In einem Lokal, in dem er die Zeit totschlägt, begegnet er
Mie, einer jungen Frau, die eigentlich anders heißt. Mie ist sie nur heute. Mie
berichtet, dass sie eine Art Schauspielerin sei, die Menschen buchen können, um
eine bestimmte Rolle zu spielen, etwa eine Freundin oder Ehefrau, um ein
Familienfest zu besuchen oder die Tochter, die jemand nie hatte. Heute sei sie
eben als Mie gebucht und habe sich entsprechend gekleidet.

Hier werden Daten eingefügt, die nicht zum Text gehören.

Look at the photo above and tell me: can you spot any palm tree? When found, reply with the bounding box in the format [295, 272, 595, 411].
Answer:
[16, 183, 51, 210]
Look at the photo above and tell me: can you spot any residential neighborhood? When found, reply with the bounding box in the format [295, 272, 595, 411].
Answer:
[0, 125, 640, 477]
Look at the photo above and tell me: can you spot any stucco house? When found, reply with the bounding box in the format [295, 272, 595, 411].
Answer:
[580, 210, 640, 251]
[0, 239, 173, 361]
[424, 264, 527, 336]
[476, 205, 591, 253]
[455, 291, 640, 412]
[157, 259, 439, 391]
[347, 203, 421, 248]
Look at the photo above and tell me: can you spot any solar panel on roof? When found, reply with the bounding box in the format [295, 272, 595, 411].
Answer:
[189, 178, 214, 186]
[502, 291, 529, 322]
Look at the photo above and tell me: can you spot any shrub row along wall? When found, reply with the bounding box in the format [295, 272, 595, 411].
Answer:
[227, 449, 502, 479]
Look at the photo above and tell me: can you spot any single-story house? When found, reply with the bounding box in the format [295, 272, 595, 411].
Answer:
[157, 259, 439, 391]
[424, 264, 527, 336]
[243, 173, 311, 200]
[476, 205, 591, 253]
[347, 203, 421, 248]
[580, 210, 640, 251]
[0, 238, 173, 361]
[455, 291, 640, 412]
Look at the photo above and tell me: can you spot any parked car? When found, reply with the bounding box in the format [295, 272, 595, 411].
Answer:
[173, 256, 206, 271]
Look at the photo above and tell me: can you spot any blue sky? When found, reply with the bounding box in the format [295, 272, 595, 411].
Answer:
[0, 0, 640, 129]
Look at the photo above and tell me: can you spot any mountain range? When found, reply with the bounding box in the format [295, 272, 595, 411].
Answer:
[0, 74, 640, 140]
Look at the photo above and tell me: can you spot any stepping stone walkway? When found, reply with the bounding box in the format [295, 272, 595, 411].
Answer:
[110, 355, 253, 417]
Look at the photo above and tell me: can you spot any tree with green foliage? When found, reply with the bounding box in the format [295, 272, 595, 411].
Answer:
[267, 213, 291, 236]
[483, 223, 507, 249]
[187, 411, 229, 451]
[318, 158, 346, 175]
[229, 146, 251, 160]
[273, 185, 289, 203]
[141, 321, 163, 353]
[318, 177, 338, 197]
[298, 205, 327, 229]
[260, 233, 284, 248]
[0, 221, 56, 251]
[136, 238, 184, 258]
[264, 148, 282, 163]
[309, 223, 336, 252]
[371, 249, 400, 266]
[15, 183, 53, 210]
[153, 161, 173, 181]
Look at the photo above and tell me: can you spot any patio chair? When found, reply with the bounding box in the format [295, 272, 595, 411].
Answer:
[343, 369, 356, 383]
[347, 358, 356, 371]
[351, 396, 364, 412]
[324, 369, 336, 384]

Mie schlägt vor,
dass der Erzähler morgen einen gewissen Herrn Katō spielen könne. Man werde
dafür auch bezahlt. Der Erzähler lässt sich auf diesen Vorschlag ein.
„Was ist schon wahr, fragt er sich, und was nicht? Kein Zaun trennt das eine vom anderen. Und wenn doch, dann gibt es Schlupflöcher, so groß, dass man problemlos durch sie hindurchsteigt, sich nicht verfängt an einem abstehenden Draht. Kaum auf der anderen Seite, ist es derselbe Boden, ein wenig feucht, aber nicht zu sehr: Man sinkt nicht ein. Hinterlässt keinen Abdruck. Erst weiter hinten wird es glitschig. Aber solange er sich nah am Zaun aufhält, wird er nicht ausrutschen.“ (S. 69)

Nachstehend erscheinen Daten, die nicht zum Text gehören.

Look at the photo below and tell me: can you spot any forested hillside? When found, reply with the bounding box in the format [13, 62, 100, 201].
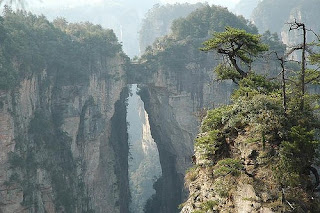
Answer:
[139, 3, 205, 53]
[0, 7, 122, 89]
[0, 7, 129, 213]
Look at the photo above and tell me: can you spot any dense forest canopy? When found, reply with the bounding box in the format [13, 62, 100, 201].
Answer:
[139, 3, 205, 52]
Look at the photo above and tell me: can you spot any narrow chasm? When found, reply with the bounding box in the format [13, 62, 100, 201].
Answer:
[127, 84, 162, 213]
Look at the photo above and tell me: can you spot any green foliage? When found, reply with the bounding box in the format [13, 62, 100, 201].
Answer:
[195, 130, 221, 158]
[201, 105, 232, 132]
[201, 27, 268, 64]
[0, 7, 121, 90]
[214, 64, 241, 81]
[232, 73, 280, 101]
[214, 158, 243, 176]
[276, 126, 319, 187]
[139, 3, 205, 50]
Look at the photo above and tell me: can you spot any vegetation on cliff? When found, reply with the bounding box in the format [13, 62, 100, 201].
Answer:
[182, 24, 320, 212]
[0, 7, 126, 90]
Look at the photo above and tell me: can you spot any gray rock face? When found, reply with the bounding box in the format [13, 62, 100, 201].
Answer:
[0, 56, 129, 213]
[140, 50, 232, 212]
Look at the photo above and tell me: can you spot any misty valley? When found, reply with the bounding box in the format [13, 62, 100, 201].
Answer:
[0, 0, 320, 213]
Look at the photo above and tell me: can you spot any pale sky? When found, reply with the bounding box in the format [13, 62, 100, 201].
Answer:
[26, 0, 240, 9]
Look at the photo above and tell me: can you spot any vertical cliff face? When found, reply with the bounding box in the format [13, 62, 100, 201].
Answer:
[140, 51, 232, 212]
[0, 52, 129, 212]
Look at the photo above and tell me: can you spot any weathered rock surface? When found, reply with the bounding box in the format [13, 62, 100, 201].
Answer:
[0, 56, 129, 213]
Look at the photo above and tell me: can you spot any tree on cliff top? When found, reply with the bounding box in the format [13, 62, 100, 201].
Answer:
[201, 27, 268, 82]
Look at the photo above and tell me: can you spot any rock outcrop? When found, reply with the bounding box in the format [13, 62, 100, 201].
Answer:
[0, 56, 129, 212]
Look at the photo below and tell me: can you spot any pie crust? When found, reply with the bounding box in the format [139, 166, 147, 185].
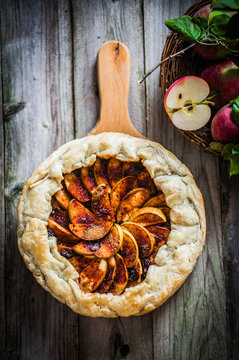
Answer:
[18, 133, 206, 317]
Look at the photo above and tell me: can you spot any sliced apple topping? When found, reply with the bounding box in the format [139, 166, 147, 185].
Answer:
[94, 158, 111, 191]
[91, 184, 114, 221]
[80, 166, 97, 194]
[120, 229, 139, 268]
[116, 188, 151, 223]
[110, 176, 135, 211]
[55, 189, 71, 210]
[97, 256, 116, 294]
[122, 222, 154, 258]
[107, 158, 123, 188]
[48, 158, 170, 295]
[134, 169, 157, 193]
[79, 258, 107, 292]
[64, 173, 90, 202]
[129, 207, 167, 226]
[127, 259, 143, 287]
[109, 254, 128, 295]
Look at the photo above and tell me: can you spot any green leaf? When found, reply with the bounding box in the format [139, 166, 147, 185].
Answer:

Wir tauchen ein, zuerst in die Familie des Erzählers, sein
etwas erstarrtes Verhältnis zu seiner Frau und den Kindern, dann auch in die
Familien derer, die einen „Stand-In“, also einen Schauspieler für einen Tag zu
einem bestimmten Zweck buchen. Warum tun Menschen das? Was bekommen sie von dem
Schauspieler, das sie im wahren Leben nicht bekommen? Und ist das eigentlich
schlimm, sich etwas vorspielen zu lassen? Die Grenze zwischen Wunsch und Wirklichkeit
verschwimmt. Kann nicht etwas, das wir uns vorstellen, genauso schön sein wie
etwas, das wirklich geschehen ist? Manchmal kann eine Vorstellung auch zu einer
Veränderung in der realen Welt führen. Spielen wir nicht auch in der eigenen
Familie manchmal eine Rolle?
Der Roman hat ein langsames, beschreibendes Erzähltempo.
Durch den Sprachfluss wird die Geschwindigkeit des Lebens dargestellt, das nach
dem Renteneintritt des Erzählers fast zum Erliegen kommt. Die Sprache ist ein
bisschen eigentümlich, obwohl es sich bei dem Buch nicht um eine Übersetzung
handelt, sondern im Original auf Deutsch geschrieben wurde. Interessant fand
ich an der Sprache, dass sie mich stark an die Diktion erinnert, die ich aus
Übersetzungen aus dem Japanischen kenne. Die Satzmelodie und Wortwahl sind
irgendwie anders als bei der Übersetzung aus anderen Sprachen. Woran das wohl
liegt bei einem deutschen Text?
Die Autorin wurde 1980 in Österreich geboren, ihre Mutter
ist Japanerin. Der Roman war 2018 auf der Shortlist für den Österreichischen Buchpreis nominiert.
Ein interessanter
Roman, auf dessen langsames Tempo sich einzulassen lohnt. Die leicht
philosophischen Anklänge über Schein und Sein fand ich inspirierend.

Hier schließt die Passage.